You can’t bag and board an e-reader…
Comics are quite an interesting subsection of printed entertainment. What is really fascinating about them, however, is when compared to purely text based novels and other written literature, graphic novels and comics add much more complexity to the digital discussion.
Ever since comics became available in digital format the reactions have been wide-ranging: some embrace, whilst others decry and shun, and a rainbow lies between. People are buying digital though, and although the rate of growth is declining, it is still rising. Take 2013’s widely known stats of $90 million up from $20 million on 2012 for example, although much less than the $870 from $635 of print, the rate of growth is comparable, and when the cost of publication and distribution is taken into account, the figures would look even more attractive.
So, what’s so interesting to me? Well, book discussions, for the most part, come down to the basic pros and cons of traditional ink versus electronic. It’s pretty black and white, but the tendrils of comic-book culture extend far and beyond these basic points of contention.
Digital books learned early enough that the price of an eBook shouldn’t be the same as a print version, not by a great measure, and readers appreciate this. The fact that a lot of comics are still priced the same seems unreasonable to some. And whilst others are happy to pay full whack, making massive savings on manufacture and distribution and not passing on even a portion of the savings onto your fans still seems counterintuitive at first.

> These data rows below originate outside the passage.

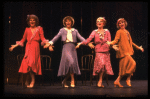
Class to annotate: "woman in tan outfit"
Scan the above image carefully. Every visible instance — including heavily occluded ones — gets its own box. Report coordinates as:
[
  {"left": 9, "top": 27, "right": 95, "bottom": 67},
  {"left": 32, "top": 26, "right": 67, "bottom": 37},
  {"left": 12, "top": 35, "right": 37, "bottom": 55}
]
[{"left": 107, "top": 18, "right": 144, "bottom": 87}]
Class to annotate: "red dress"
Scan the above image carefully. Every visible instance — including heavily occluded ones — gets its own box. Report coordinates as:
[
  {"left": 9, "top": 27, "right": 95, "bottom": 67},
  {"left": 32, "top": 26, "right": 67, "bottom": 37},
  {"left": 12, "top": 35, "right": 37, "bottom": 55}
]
[
  {"left": 82, "top": 29, "right": 114, "bottom": 76},
  {"left": 16, "top": 26, "right": 48, "bottom": 75}
]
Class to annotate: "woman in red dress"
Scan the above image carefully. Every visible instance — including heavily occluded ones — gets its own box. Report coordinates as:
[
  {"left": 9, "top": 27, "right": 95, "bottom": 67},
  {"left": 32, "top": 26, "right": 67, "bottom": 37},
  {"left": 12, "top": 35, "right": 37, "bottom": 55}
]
[
  {"left": 76, "top": 17, "right": 118, "bottom": 87},
  {"left": 9, "top": 14, "right": 48, "bottom": 88}
]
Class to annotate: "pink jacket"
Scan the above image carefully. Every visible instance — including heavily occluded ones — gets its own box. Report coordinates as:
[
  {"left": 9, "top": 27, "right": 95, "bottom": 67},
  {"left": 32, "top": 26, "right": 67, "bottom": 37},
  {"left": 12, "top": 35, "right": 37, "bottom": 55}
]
[{"left": 82, "top": 29, "right": 111, "bottom": 52}]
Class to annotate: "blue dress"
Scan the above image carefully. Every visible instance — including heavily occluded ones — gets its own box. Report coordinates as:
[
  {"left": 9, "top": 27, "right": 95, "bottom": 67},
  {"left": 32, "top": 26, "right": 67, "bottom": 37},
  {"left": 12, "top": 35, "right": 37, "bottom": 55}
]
[{"left": 51, "top": 28, "right": 85, "bottom": 76}]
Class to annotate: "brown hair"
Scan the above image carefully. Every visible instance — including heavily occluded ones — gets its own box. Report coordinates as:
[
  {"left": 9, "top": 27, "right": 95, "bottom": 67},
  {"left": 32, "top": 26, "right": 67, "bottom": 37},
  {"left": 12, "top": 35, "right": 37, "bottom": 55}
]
[
  {"left": 63, "top": 16, "right": 74, "bottom": 26},
  {"left": 116, "top": 18, "right": 128, "bottom": 29},
  {"left": 96, "top": 17, "right": 106, "bottom": 26},
  {"left": 26, "top": 14, "right": 39, "bottom": 26}
]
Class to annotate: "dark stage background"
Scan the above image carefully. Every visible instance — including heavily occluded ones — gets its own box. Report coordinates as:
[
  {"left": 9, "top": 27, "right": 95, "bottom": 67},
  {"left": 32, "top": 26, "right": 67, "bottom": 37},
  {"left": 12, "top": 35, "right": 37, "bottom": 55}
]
[{"left": 3, "top": 2, "right": 148, "bottom": 82}]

But let’s take it out of context for a moment, because homogenization of price is something that gamers had to deal with long before book aficionados, as digital distribution in this arena has been around for well over a decade now. In the beginning companies introduced direct to drive services, and then digital distribution services like Steam arrived on the scene and there was no looking back. Originally gamers were less than pleased about the idea of paying full price for something with no box/manual/CD/map/trinket, especially when you consider the amount of cost reduced by avoiding bricks-and-mortar. However they soon got over it, and continue to accept the requirement to pay full price, because what you are paying for is the game, not the medium. It’s important to realize that the more money in the hands of the developer, the better the games they can make. Win-win. (Well, win-loose-win because the middleman dies a death, but that is a whole different discussion.)
So, maybe comics will never drop in price, and small studios can afford to grow. eBooks prices may even begin to come up, however, it is very market driven and 2.99 is still a very popular sale point.

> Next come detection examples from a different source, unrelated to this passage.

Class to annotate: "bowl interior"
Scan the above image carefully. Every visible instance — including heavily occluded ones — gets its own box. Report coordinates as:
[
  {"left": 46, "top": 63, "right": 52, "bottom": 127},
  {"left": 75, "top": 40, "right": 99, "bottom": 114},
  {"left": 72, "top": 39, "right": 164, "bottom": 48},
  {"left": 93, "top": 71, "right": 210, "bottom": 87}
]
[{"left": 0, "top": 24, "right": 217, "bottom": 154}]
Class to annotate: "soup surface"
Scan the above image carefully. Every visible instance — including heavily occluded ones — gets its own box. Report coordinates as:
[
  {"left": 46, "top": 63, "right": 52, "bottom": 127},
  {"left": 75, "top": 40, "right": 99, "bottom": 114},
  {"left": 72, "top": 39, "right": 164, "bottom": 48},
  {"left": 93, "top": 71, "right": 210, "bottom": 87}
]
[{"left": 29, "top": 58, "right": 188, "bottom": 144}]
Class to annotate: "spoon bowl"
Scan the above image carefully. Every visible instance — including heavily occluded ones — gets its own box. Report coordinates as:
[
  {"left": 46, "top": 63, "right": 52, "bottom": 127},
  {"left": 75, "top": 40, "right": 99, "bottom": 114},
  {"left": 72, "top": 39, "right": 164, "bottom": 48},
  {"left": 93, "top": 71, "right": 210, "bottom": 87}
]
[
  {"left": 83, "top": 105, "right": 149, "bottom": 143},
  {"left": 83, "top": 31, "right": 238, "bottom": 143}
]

This is tricky. Books scale well across devices as long as formats are catered for, but a comic’s success is much more device-specific. Only larger and possibly unwieldy tablets/readers are going to offer a full comic experience of any legibility, and black-and-white eReaders are totally out of the equation for anything but black and white manga. So this is something that has a major bearing on the transition.

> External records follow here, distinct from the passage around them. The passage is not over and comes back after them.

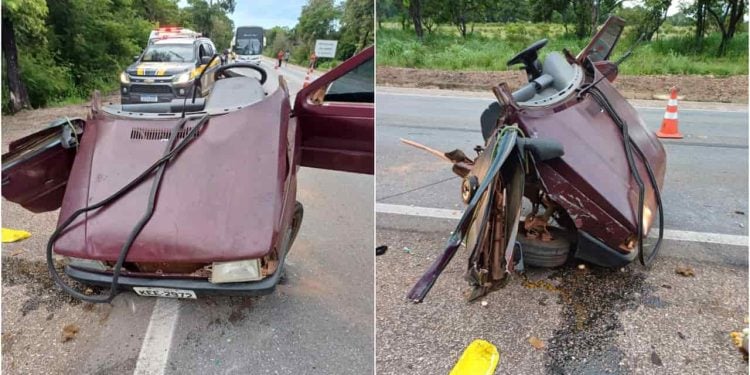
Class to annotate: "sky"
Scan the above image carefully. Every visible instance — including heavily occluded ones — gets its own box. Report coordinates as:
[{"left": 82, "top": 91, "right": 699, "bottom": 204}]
[
  {"left": 178, "top": 0, "right": 307, "bottom": 29},
  {"left": 229, "top": 0, "right": 307, "bottom": 29}
]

There are some newer, more clever features that let you view panel by panel, but these kinds of things can be device-specific, which only bolsters the variety of popularity of eComics. But then there comes the risk of upgrading to a device that doesn’t handle the format or work in the same, so there are pros and cons here too. Like how games push computer hardware, maybe comics are what will push readers adding animations and puzzle features to mystery comics, but no matter what, this will still remain very subjective. I know that I personally like to have the full view of a comic book page, rather than a panel by panel option, which confines me to larger devices for readability. This isn’t ideal, but as someone with a collection dating back to the 70s, and digital comics, I’m happy to embrace the revolution.
This is a major factor for some, as eComics just aren’t, and collecting is synonymous with comics. More so than with books, as book collectors tend to collect rarer books, comic collectors don’t just do that. Instead, they collect scores of their favourite series and spinoffs and anything new, too. They don’t have to be valuable or rare, that’s the beauty of it, as regardless they’re going to get bagged and carded if the collector is serious. Might this fact prevent a wholesale uptake of eComics, for a while at least? Who can say for certain, and who’s to say it should or shouldn’t, as these things can co-exist in the grey. Can’t they?
Every comic is a tangible handheld piece of artwork with a story, and in the same way that eArt couldn’t replace hanging a painting on your wall, a box of lovingly cellophane-wrapped comics will never vanish from the attic either.
This is much the same for some people with books: they like to have their favourites on the shelf but are increasingly supplementing their favourite and most beloved authors work with digital content as you can consume more for less and with added convenience. So this will probably be the same in comics, although perhaps to a lesser degree. After all you can only fill so many boxes before you have to start considering switching to virtual space over physical.
Cultural external factors:
With the likes of Humble Bundle doing several comic bundles, and many special edition games offering digital material, getting your hands on digital comics is becoming more affordable, whilst new and existing companies are getting their work read by an audience they may have never reached before. This is something that benefits everyone and will help to grow the medium in the digital space.
Thanks to the recent mainstream popularity of super hero movies, people are discovering comics, and are happy to buy digital versions online. Whilst the rest of us can still go to (and lets they hope that they never actually vanish), the hallowed comic book shop, where you can leaf through comics, grab posters, figures and other bits of merchandise, whilst drinking in the atmosphere, you can’t compete with the discoverability and customer convenience offered with digital, as one doesn’t even have to leave the comfort of the couch. This is golden for indie comic book makers with no budget for distribution and large studios alike, and it puts the power in the hands of the reader.
Finally, perhaps age may turn out to be a factor, although this is conjecture on my part, as younger comic fans grow up with dwindling comic stores and without quite the same nostalgic attachment to your dad’s old 1970s Marvel comics, things might begin to change at a pace. What is change for us older comic book collectors will be the norm for the younger generations, but that’s the same with all creative outlets and mediums. Digital versus print is a mind-set we need to get out of, if nothing else then for eco and economic reasons, as when it boils down to it, it’s the content that is important, not the format.